The issue hit the 2016 presidential campaign today when Democratic candidate Bernie Sanders held a round table discussion with undocumented immigrants at his campaign office in Washington.

There, Sanders heard from a Bangladeshi immigrant and political activist named Jahed Ahmed who recalled how it took a hunger strike to spring him from a detention center when he came to the United States seeking asylum. In Bangladesh, he’d witnessed the death of a friend at the hands of the ruling party, Ahmed said, and had to flee his country.

“As the court cases were coming up, I started to be targeted by activists associated with the government,” he told Sanders through a translator. He said he was forced to leave Bangladesh, crossing more than a dozen different countries, through deserts, jungles and the ocean. When he got to the U.S. border and claimed asylum he was placed in a detention facility for more than 10 months, he said.

“There was no way for us to properly fight our cases while we were in detention,” he said. “When we started to see some of us get deported, we launched our hunger strike, and it’s because of that hunger strike that I was let go and I am here. And today I bring to you the voices of all the people that continue to be [detained].”

Currently, more than a dozen immigrants being held at the privately run GEO Group Detention Center in north Aurora, Colorado, are refusing to eat, says Jennifer Piper, the Denver-based interfaith organizing director of the American Friends Service Committee, a national Quaker group.

“The detainees on strike hail from countries around the world, including Bangladesh, India, Pakistan, Sri Lanka, Ethiopia, Togo, and Burkina Faso,” she wrote in a news release this week. “They have been detained for between seven and twenty-three months, and many of them came to the U.S. fleeing persecution in their countries of origin.”

Piper said those on hunger strike in Colorado are doing so in solidarity with nearly 150 others at eight detention centers around the country. They’ve issued a list of demands, and are part of a movement called #Freedomgiving Hunger Strikes that began over the Thanksgiving holiday.

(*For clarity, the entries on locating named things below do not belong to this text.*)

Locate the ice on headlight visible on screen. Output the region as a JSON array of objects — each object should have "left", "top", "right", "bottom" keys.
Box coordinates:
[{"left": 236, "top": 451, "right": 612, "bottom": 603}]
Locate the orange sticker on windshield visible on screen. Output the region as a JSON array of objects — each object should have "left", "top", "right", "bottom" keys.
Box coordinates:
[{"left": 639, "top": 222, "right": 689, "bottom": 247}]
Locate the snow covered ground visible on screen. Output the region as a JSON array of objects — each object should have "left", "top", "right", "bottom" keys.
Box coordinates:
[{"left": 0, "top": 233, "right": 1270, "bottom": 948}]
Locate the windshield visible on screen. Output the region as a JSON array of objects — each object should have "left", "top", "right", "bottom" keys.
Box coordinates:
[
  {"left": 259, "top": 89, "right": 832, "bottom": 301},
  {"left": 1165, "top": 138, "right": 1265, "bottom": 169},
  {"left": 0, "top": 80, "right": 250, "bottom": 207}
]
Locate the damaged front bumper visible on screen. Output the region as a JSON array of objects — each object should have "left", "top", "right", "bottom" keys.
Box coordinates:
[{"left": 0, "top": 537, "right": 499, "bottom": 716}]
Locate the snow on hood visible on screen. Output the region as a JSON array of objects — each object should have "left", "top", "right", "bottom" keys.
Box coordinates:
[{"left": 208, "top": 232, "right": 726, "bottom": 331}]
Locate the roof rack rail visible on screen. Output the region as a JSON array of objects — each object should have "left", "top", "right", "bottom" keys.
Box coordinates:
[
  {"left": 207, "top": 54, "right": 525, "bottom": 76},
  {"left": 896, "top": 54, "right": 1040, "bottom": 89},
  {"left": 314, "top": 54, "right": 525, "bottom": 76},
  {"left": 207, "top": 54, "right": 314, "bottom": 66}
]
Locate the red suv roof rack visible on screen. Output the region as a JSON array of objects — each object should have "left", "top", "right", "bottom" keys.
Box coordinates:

Tomorrow, on Tuesday, Dec. 8 at 10 a.m., a vigil is planned outside the detention center at 3130 Oakland St. in Aurora.

“We’re going to hold a rally with diverse immigrant communities and citizen communities, and we will hopefully be able to give a better update on the conditions of the hunger strikers and the treatment they have received,” Piper told The Colorado Independent.

In an email to The Independent, GEO Group took umbrage to any claims of poor conditions. “GEO’s facilities, including the Aurora, Colo. Facility, provide high quality services in safe, secure, and humane residential environments, and our company strongly refutes allegations to the contrary,” said Pablo E. Paez, vice president of corporate relations for the company.

“Additionally, GEO’s facilities provide office space for ICE personnel, immigration attorneys, immigration court judges, non-governmental organizations, and other constituent groups who have unfettered access to each facility,” he said. “All of GEO’s facilities under contract with ICE are audited and inspected by the agency on a routine and unannounced basis.”

During his round table discussion today, when Sanders was asked if he’d visit facilities where immigrants seeking asylum have gone on hunger strikes, the Independent senator from Vermont indicated he would try.

“Given my schedule between Congress and the campaign, I can’t promise you when and where it would be, but it is something that I am interested in doing,” Sanders said.

Asked if, as a U.S. Senator, Sanders would inquire to Immigration and Customs Enforcement or the Department of Homeland Security about current deportations of asylum seekers and the consequences of those deportations, Sanders said he would.

“Asylum is a very, very historical and important part of civilized societies,” he said. “What asylum is about is saying that if the person cannot live in their own country because of political oppression or death threats, other countries around the world— including the United States— should be prepared to provide a secure home to protect their life. It’s something that I believe in.”